Je me souviens des moments où ma mère scrutait les profondeurs de mon sac à chaque fois que je rentrais de l’école. 

Le jeune voleur du quartier était condamné à la solitude, car aucune jeune fille des environs n’oserait le fréquenter. Le vol était proscrit et les familles se vouaient un respect inébranlable. Il y a toujours eu des voleurs en Haïti, se dissimulant dans l’ombre et ressentant la honte. Mais comment se fait-il que ces voleurs s’élèvent désormais en figures exemplaires dans mon pays ?

J’ai malheureusement constaté avec mon cher ami, le Dr. Gracien Jean, que la société matriarcale a disparu. Aujourd’hui, c’est l’infantriarcat qui prévaut, où ce sont les enfants, tels de petits généraux, qui assurent la subsistance du foyer. Ainsi, une crise de valeurs intense a engendré le chaos dans lequel nous nous trouvons. Et il semblerait que nous atteignions un point de non-retour. Savez-vous que le jeune homme qui apporte de la nourriture à la maison est autorisé à violer sa sœur, non seulement en raison de l’argent qui souille ses mains, mais aussi parce qu’il détient le pouvoir répressif.

D’un sage éclairé, j’ai recueilli la triste vérité selon laquelle, depuis 1986, des individus de la diaspora corrompent la jeunesse haïtienne en les attirant avec leur pouvoir ou leur obsession malsaine pour l’argent.

Aujourd’hui, il est essentiel de comprendre que ces brigands impunis sont en grande partie le fruit des négligences familiales. Les familles auraient pu prévenir cette calamité dont nous ne sommes pas prêts à sortir.

Mais comment nier que cette montée en puissance des actes criminels et la glorification de leurs auteurs reflètent une société profondément déchirée ? Au-delà de l’effacement de la société matriarcale, évoquée précédemment, il convient de considérer d’autres facteurs socio-économiques qui ont contribué à cette situation tourmentée. Une pauvreté généralisée, une instabilité politique chronique, un déficit criant en ressources et opportunités, et une corruption endémique se sont tous conjugués pour éroder les valeurs et les normes sociales en Haïti.

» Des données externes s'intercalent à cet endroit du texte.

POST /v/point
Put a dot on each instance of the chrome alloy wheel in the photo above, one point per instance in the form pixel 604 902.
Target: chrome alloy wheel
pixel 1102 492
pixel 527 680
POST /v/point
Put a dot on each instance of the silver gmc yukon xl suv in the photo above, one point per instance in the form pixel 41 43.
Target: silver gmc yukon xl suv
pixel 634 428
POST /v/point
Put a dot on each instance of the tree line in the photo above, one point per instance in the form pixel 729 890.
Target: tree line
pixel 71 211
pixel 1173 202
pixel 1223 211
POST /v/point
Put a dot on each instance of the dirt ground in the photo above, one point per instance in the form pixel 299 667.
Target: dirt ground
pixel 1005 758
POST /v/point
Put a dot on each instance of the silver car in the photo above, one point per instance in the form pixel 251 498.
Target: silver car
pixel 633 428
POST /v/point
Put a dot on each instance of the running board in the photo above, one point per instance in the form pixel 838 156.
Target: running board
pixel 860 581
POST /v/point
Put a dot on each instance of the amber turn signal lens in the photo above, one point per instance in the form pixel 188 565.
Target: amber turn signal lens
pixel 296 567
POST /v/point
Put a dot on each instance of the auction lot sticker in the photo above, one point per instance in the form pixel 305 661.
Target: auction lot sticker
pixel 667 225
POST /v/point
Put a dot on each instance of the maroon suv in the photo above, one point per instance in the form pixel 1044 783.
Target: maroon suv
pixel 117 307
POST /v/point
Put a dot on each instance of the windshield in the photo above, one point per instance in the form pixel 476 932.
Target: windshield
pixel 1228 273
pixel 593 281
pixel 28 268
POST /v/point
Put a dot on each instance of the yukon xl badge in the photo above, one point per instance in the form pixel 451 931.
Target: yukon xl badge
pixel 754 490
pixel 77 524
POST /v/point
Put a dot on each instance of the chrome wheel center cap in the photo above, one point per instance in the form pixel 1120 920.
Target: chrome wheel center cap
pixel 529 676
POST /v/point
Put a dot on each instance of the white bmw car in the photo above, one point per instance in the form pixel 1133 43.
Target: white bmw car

Je concède que ce serait injuste d’imputer entièrement aux familles haïtiennes la responsabilité de tous nos maux. La crise qui nous étreint exige une approche globale, où l’État, les associations communautaires et l’ensemble de la société se tiennent côte à côte, solidaires. Des mesures radicales sont impérieuses pour fortifier l’enseignement, ouvrir les portes du travail, livrer une lutte farouche à la corruption, et cultiver des valeurs de respect, d’éthique et de responsabilité, aussi bien individuellement que collectivement.